At this point, I would like to suggest Dino (and maybe also
you, Iljitsch) to have another look at sprite-mtu and send
comments, since many of these points are already addressed
in that document.
> >> You can't fragment IPv6 packets or IPv4 packets with DF=1.
>
> > Right, you have to obey the protocol spec. So packets will get
> > dropped with DF=1. And people turn off ICMP messages as well.
>
> In my opinion, building devices that can't forward 1500-byte packets
> without fragmentation and deploying them in ISP networks is a non-
> starter*. You ruled out reassembly by ETRs so this means that we
> either have to compress the encapsulation overhead to 0 bytes (=
> translation) or we have to require larger MTUs in the entire path
> between any ITR and any ETR.
Working toward larger MTUs in the entire path is IMHO the
right and proper thing to do - more BCP material. But, we
won't get there overnite.
> * You could have ITRs that can't handle 1500 bytes if those are under
> the control of the source site because then the source site can make
> sure that the too bigs the ITR generates are acted upon.

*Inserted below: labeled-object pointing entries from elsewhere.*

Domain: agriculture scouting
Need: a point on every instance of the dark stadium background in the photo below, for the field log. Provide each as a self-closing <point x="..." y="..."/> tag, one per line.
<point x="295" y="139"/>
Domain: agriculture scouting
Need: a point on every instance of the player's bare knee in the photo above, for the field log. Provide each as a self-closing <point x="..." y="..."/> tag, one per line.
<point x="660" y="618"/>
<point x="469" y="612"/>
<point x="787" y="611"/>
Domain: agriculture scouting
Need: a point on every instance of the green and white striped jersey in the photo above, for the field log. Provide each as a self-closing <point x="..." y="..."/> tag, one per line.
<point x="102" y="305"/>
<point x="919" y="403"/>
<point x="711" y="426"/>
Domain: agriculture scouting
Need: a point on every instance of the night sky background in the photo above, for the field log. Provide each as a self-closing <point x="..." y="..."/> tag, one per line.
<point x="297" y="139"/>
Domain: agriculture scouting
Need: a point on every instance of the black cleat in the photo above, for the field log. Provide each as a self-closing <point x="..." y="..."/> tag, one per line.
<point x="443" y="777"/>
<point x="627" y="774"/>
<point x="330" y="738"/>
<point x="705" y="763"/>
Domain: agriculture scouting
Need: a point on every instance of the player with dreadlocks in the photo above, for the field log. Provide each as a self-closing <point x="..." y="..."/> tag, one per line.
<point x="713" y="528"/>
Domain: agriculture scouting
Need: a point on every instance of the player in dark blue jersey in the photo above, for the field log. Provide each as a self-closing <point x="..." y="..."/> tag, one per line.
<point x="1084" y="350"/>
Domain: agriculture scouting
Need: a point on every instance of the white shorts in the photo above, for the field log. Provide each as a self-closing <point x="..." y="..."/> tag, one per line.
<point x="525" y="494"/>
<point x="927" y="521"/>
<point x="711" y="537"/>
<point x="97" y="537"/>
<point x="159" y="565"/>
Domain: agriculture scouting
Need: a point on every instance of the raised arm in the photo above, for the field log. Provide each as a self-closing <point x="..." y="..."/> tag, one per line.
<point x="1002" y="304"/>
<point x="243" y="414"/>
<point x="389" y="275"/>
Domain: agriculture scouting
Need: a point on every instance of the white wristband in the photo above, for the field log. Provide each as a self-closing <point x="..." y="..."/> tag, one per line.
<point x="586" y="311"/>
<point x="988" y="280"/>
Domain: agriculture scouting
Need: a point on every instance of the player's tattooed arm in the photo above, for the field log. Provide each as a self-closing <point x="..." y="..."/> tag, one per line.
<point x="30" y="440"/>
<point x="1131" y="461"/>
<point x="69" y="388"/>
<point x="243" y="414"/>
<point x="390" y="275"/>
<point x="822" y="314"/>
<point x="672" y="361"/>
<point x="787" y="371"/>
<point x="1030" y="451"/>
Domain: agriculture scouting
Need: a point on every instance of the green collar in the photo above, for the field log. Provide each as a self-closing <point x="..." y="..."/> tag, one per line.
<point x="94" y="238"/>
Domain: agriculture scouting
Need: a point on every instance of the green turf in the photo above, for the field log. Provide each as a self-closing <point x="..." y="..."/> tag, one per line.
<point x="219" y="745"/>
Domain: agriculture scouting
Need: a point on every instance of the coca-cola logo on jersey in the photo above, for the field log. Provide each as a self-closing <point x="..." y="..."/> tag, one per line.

But if there
> are _some_ ITRs that need to send 1500+ byte packets then _all_ ETRs
> must support this, too.
I don't necessarily agree that all ETRs need to *support*
1501+ packets, if that is what you mean to say. ITRs
should send 1501+ with the understanding that they are
at risk of loss due to MTU restrictions. It would be
helpful for the ITR to be able to probe the path to the
ETR (and for the ETR to respond to probes), but that does
not mean that the ETR necessarily has to accept anything
larger than 1500.
> > So what's the difference if packets get lost doing a mapping lookup
> > (everyone is so sensitive to packet drops there) but for MTU
> > discovery purposes it's okay to drop packets?
>
> Depends on how many packets get dropped. But the fundamental
> difference is that between dropping the first packet or a later one.
> With the first packet, TCP doesn't know if the other side is reachable
> and it doesn't have an RTT estimate yet, so recovering from that is a
> lot slower. Also, if PMTUD is properly deployed, the packet that was
> too big will be immediately resent after receiving the too
> big message.
>
> > Do you think 1500 byte MTU links will still be around say 5 years
> > from now? Maybe it's time to clean up some links on the network. I'm
> > sure vendors can provide incentive to do this. ;-)
Yes, let's push for this - more BCP material. We won't get
there overnight, but we should strive to get there asap.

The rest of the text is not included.